10 Dimensions of Wellness
Be Well BU is the comprehensive wellness program of Belmont University. It works with all programs and services aimed at helping students achieve a higher degree of personal wellness. Wellness is defined in ten dimensions: physical, emotional, intellectual, social (interpersonal), cultural, spiritual, environmental, financial, occupational.
Be Well BU provides an administrative hub for enhancing the quality of current and future efforts to improve student wellness.
Be Well BU helps students:
- Identify ways of living that reflect a greater knowledge of the purpose of their lives.
- Demonstrate awareness of practices that lead to better wellness.
- Identify ways their Belmont University experience has helped them achieve wellness in various dimensions of human life.

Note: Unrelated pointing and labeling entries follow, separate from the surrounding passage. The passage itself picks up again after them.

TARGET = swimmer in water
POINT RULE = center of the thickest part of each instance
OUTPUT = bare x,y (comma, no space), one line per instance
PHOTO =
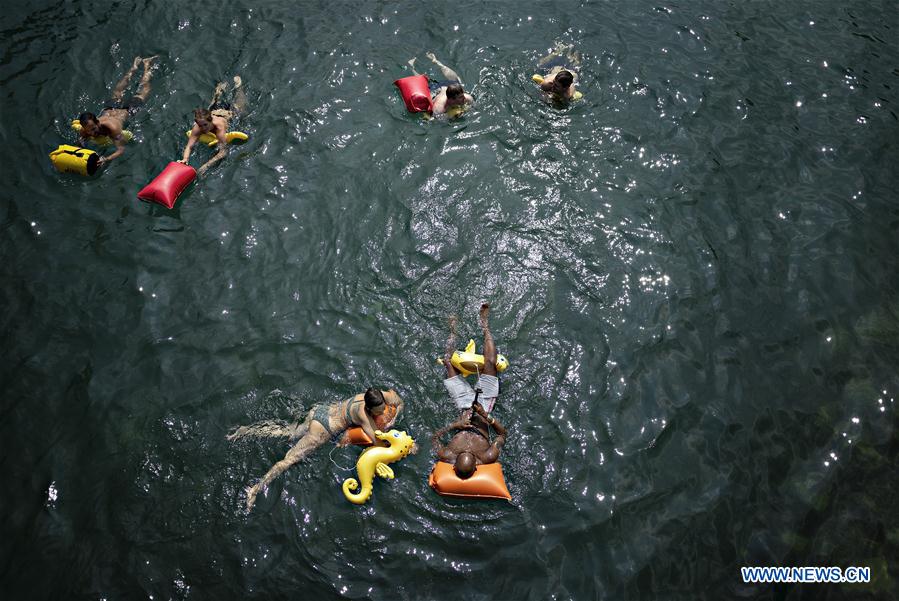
117,110
471,445
215,120
561,63
323,422
448,92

Each dimension of wellness has its own goals and highlighted wellness behaviors.
Spiritual Wellness
Spiritual wellness encompasses all aspects of a person’s life and helps a person to find meaning, purpose, hope, and peace. As a Christ-centered university that “upholds Jesus as the measure of all we do,” we believe that spiritual wellness is found through deepening and enhancing personal and communal life in Christ. As a place that celebrates and honors every person as created in the image of God, we invite all students to live into the fullness of their spiritual traditions.
Cultural Wellness
Cultural wellness includes accepting, valuing, and even celebrating the different cultural ways people interact in the world. The extent to which you maintain and appreciate cultural identities is one measure of cultural wellness. Honoring all voices and experiences, and believing that everyone has a seat at the table are cornerstones of cultural wellness.
Emotional Wellness
Emotional wellness reflects your ability to understand and deal with your feelings. It involves attending to your own thoughts and feelings, monitoring your reactions, and identifying obstacles to emotional stability. Achieving this type of wellness requires intentional self-reflection and proactively finding solutions to emotional problems.
Occupational Wellness
Occupational wellness refers to the level of happiness and fulfillment you gain through your work. By using God-given abilities, an occupationally well person finds purpose in his or her work, feels a connection with others in the workplace, and takes advantage of opportunities to learn and be challenged.
Physical Wellness
Physical wellness is more than your fitness level. It is also your body's overall condition and the absence of disease. The decisions you make now can influence the habits you develop over your lifetime, largely determining the length and quality of your life. As you take better care of your physical needs, you ensure greater physical wellness.
Social Wellness
Social wellness requires participating in and contributing to your community and society. Satisfying and supportive relationships allow you to learn good communication skills, develop the capacity for authenticity, and cultivate a supportive network, all of which are important to social wellness.
Environmental Wellness
Environmental wellness encompasses the livability of your surroundings and appropriately stewarding resources, both natural and man-made. Practicing environmental wellness challenges you to learn about and protect Creation and actively work to make the world a cleaner and safer place.
Intellectual Wellness
Intellectual wellness requires constantly challenging the mind. People who enjoy intellectual wellness never stop learning. They seek knowledge and embrace challenges to enrich their understanding of the mysteries of the world.
Financial Wellness
Financial wellness refers to your ability to live within your means and manage your money in a way that gives you peace of mind. It includes balancing your income and expenses, limiting debt, saving for the future, and building a healthy mindset concerning money.
Service Wellness
Service wellness includes community engagement, social responsibility, and civic action – all of which contribute to our communal wellness as individuals, neighbors, and a collective society. Practicing service wellness means cultivating a lifestyle of responsibility, engagement, humility, and reflection with the individuals and communities around us, so we might create a world in service with and for each other.